Description Fred Rolland 2021-06-06 13:52:01 UTC
+++ This bug was initially created as a clone of Bug #1968067 +++

Created attachment 1789025 [details]
cluster resource from REST API

Description of problem:

When a cluster's validations are pending, but not failed, a related Agent's status can show the following condition:


    - lastTransitionTime: "2021-06-03T15:05:29Z"
      message: 'The agent''s validations are failing: '
      reason: ValidationsFailing
      status: "False"
      type: Validated


The lack of any reasons leaves the user unable to understand what's wrong or how to proceed.

Code that ignores pending validations: https://github.com/openshift/assisted-service/blob/80d9b5f/internal/controller/controllers/agent_controller.go#L439-L448

I'll attach the full Cluster representation.

Version-Release number of selected component (if applicable):
0.0.5-rc1


How reproducible:
always

Steps to Reproduce:
1. create a ClusterDeployment and AgentClusterInstall such that validations are pending
2. Create InfraEnv
3. boot the ISO, approve the resulting Agent, and watch its conditions

--- Additional comment from mfilanov on 20210606T06:19:21

Pending validations are not handled.

--- Additional comment from frolland on 20210606T10:18:26

A new Reason for better clarity can be added: ValidationsUserPending:

AgentCLusterInstall:
Validated 	False 	ValidationsFailing 	The cluster's validations are failing: "summary of failed validations" 	If the cluster status is "insufficient"
Validated 	False 	ValidationsUserPending 	The cluster's validations are are pending for user: "summary of failed validations" If the cluster status is "pending-for-input"

Agent:
Validated 	False 	ValidationsFailing 	The agent's validations are failing: "summary of failed validations" 	If the host status is "insufficient" or "pending-for-input"
Validated 	False 	ValidationsUserPending 	The agent's validations are pending for user: "summary of failed validations" 	If the host status is "pending-for-input"

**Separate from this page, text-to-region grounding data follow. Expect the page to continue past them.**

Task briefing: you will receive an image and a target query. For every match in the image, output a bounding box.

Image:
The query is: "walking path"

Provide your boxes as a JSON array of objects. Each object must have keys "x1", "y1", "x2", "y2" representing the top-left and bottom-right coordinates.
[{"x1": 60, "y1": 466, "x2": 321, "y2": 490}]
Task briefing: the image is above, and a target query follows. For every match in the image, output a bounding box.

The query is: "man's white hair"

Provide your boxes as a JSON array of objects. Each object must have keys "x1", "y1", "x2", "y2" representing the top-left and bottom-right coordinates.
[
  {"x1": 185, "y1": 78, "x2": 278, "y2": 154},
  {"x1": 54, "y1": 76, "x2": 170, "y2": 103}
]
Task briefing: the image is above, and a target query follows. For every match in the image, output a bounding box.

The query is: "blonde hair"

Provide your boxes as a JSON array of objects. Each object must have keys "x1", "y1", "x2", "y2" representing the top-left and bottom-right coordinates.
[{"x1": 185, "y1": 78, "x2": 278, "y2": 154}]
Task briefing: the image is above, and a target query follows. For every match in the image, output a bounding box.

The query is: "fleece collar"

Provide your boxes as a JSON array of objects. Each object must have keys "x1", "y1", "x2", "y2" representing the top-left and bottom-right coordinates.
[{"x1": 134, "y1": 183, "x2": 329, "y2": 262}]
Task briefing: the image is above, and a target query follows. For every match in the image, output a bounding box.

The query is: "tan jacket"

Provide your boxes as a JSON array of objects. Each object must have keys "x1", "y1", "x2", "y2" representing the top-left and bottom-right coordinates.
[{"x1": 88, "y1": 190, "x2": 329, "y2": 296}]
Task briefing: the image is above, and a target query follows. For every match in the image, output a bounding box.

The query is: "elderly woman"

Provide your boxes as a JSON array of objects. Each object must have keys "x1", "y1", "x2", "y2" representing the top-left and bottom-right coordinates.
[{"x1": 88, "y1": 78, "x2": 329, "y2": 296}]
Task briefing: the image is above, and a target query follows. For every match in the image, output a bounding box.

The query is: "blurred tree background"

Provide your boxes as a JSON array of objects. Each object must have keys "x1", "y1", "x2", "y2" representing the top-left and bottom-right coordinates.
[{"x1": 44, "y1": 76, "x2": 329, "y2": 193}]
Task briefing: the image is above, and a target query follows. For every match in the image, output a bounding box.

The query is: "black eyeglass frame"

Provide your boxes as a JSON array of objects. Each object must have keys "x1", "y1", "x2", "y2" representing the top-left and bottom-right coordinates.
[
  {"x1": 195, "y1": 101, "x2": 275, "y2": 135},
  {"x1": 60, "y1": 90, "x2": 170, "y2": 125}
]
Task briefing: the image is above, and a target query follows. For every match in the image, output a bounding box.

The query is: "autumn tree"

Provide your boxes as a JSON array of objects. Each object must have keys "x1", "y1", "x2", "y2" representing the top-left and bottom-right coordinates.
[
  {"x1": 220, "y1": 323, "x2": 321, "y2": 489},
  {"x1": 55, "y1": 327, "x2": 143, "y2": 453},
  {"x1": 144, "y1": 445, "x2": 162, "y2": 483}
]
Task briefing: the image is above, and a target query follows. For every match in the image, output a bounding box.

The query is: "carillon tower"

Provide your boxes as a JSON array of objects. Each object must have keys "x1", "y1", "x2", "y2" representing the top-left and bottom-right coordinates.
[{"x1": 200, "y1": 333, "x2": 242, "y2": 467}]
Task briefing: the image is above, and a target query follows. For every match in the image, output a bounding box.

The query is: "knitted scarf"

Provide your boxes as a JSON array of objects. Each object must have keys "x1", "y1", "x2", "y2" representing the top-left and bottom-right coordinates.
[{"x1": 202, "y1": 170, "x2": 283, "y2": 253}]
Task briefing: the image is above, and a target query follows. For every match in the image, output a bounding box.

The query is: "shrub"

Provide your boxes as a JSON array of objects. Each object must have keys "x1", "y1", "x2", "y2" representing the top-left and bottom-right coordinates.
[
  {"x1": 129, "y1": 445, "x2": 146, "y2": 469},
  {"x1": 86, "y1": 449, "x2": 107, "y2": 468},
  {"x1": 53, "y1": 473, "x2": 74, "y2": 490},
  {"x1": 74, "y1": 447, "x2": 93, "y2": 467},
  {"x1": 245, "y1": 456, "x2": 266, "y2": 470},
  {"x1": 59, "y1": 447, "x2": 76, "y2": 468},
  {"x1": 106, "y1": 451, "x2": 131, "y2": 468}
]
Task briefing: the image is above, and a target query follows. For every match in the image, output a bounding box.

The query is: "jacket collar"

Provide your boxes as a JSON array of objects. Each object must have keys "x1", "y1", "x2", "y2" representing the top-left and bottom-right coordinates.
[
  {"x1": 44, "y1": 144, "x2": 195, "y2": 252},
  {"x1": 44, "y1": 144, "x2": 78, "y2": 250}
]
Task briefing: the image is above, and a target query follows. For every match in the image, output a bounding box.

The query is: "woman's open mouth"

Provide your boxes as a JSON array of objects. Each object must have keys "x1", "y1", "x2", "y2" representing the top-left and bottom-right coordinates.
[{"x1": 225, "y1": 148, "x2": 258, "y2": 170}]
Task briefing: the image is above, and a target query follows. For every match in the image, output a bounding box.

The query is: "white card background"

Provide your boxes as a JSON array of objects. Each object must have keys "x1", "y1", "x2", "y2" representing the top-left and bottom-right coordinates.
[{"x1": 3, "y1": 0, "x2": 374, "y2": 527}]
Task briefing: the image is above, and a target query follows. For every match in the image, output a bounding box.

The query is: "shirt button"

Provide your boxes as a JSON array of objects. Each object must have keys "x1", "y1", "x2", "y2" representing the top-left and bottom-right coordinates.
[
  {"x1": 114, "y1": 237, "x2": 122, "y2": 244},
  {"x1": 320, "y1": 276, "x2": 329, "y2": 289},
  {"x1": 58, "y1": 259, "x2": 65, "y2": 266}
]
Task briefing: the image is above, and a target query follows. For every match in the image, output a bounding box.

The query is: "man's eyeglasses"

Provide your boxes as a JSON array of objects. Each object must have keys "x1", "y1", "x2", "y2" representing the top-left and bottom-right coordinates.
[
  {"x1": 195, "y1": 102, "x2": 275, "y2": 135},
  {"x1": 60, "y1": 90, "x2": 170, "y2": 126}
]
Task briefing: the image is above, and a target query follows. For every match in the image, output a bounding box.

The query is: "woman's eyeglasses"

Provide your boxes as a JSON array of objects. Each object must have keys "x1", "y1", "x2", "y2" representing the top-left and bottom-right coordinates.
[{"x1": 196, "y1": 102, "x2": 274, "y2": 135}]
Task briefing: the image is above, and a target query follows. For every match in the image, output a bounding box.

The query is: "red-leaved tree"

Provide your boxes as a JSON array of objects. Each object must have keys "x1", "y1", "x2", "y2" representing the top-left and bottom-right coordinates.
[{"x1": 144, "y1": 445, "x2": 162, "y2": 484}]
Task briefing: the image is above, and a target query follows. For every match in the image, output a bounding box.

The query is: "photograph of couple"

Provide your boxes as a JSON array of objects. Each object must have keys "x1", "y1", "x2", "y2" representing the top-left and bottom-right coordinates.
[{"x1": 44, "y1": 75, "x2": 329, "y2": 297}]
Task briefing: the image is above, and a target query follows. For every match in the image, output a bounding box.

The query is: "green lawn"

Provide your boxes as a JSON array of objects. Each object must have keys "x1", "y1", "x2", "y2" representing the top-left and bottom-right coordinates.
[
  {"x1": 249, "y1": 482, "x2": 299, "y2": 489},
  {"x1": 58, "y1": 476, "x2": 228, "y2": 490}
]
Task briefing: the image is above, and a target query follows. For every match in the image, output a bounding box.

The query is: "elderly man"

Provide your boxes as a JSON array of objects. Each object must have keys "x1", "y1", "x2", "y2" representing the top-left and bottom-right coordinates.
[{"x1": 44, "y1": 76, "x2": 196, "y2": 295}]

Also, the summary will include all "not-succeeded" validations (ValidationFailure, ValidationPending, ValidationError) excluding ValidationSuccess & ValidationDisabled

@atraeger WDYT?

--- Additional comment from atraeger on 20210606T10:54:13

@frolland sounds good to me

Comment 3 Chad Crum 2021-06-19 13:56:40 UTC
This has been validated:
- 2.3.0-DOWNSTREAM-2021-06-17-01-26-58
- Hub = 4.8.0-fc.7

Steps:
- Created CRs for SNO type cluster, except for ACI created multiple control plane agents:
  provisionRequirements:
    controlPlaneAgents: 7
- Machine started, but did not pass validations due to multiple control plane agents, and was pending:
- Pending validations showed the reason for pending: 
  - lastTransitionTime: "2021-06-19T13:52:21Z"                                                                                                                                                                       
    message: 'The agent''s validations are pending for user: Machine Network CIDR
      is undefined; the Machine Network CIDR can be defined by setting either the
      API or Ingress virtual IPs,Missing inventory or machine network CIDR,Machine
      Network CIDR or Connectivity Majority Groups missing,Host couldn''t synchronize
      with any NTP server'

Comment 5 errata-xmlrpc 2021-07-27 23:11:38 UTC
Since the problem described in this bug report should be
resolved in a recent advisory, it has been closed with a
resolution of ERRATA.

For information on the advisory (Moderate: OpenShift Container Platform 4.8.2 bug fix and security update), and where to find the updated
files, follow the link below.

If the solution does not work for you, open a new bug report.

https://access.redhat.com/errata/RHSA-2021:2438